Thursday, September 5, 2013

Anti-War Sentiment Remains Strong

As time moves on and we get closer to a vote in Congress on an Authorization for the Use of Military Force (AUMF) Obama and his war cabinet are running up against two major impediments to an attack on Syria. First, public opinion is dead set against the folly of another military campaign. Charles Blow, a staunch Obama liberal, in an opinion piece this morning, "The Era of Disbelief," traces the post-9/11 history that has delivered the electorate's current anti-war "hive mind." It is backed up by a Jeremy Peters story, "Obama Faces Barrier in His Own Party on Syria," that captures the absence of any solid bloc of support in the Democratic caucus for Obama's warmongering. Elijah Cummings, former chairman of the Congressional Black Caucus and current member of the Congressional Progressive Caucus, says Obama's got more work to do in convincing the public.
Representative Elijah E. Cummings, who represents a district that includes parts of Baltimore and has not decided how he stands on attacking Syria, said the pressure from his constituents to oppose the president’s plan is unmistakable. When he visited a grocery store on Wednesday, he said, almost a dozen people told him they thought intervening in Syria was a bad idea. None of them expressed support. 
“If you’ve got 95 percent of them saying one thing, it becomes far more difficult to go against them,” he said, adding that the president needed to make a more forceful and convincing case to the public if he wanted Congressional consent for an attack. “As a good friend of his and someone who supports him, I think he’s got to help the Congress help him.”
Which brings us to the second major impediment to a rush to war: the press is starting to do its job. If the administration's bum rush, which began this past Sunday with Secretary of State John Kerry's appearance on cable news and has been going non-stop backed by a steady stream of support from allied intelligence services, has yet to make a dent in anti-war sentiment then it is unlikely, given a growing skepticism in certain segments of the fourth estate for some of Kerry's pronouncements, that any new revelations of Syrian regime barbarity will make a difference. As an example of the press beginning to examine some of the incongruities of Obama administration's case against the Assad government, see Colum Lynch's "U.S. dismisses U.N. inspections in Syria of alleged chemical weapons sites":
Charles Duelfer, a former U.N. inspector who headed the CIA’s Iraq Survey Group, said he finds it “ironic” that the Obama administration finds itself on similar ground as the Bush administration, which also decided to bypass the work of U.N. inspectors in Iraq. 
“It’s odd that they are dismissing the United Nations,” he said. 
“By going through the U.N., you subject yourself to the vagaries of that schedule,” Duelfer said. “Certainly it will take time for inspectors to develop results of the analysis of these samples. But the utility of that is it is seen as credible in the international community.” 
Duelfer acknowledged that it’s possible that U.N. inspections could provide a muddy picture of what happened in Syria. Some of the evidence, according to diplomatic officials, may point to exposure of Syrian security forces — Russia and Syria could claim that it proves rebel forces used chemical weapons, but British, French and American officials could contend that it was the result of misfired rockets hitting the government’s own troops. 
Still, Duelfer disputed the U.S. contention that it is too late to collect credible evidence. The science of inspections, he said, has advanced so that traces of chemical weapons agents can be obtained years after an attack.
Then there is today's story by C.J. Chivers, "Brutality of Syrian Rebels Posing Dilemma in West," which directly addresses the lie told by Kerry in the Senate Foreign Relations Committee hearing the other day that the moderate elements of the opposition are on the rise. Hopefully Chivers' piece will get some play on the big search engine news pages.

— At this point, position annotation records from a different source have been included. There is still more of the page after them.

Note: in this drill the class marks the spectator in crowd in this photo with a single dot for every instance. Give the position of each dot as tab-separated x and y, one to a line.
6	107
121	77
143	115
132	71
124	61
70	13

The warhawks backed by their cheerleaders in the media waxed mightily the last three-four days. Things started to shift yesterday thanks to stubborn anti-war sentiment in the United States. With Obama likely to take a drubbing at the G20 meeting in St. Petersburg, support for the administration's warmongering will continue to wane. Keep a skeptical watch out for breaking news of incendiary claims as the warhawks realize that they don't have the votes in the House for the AUMF.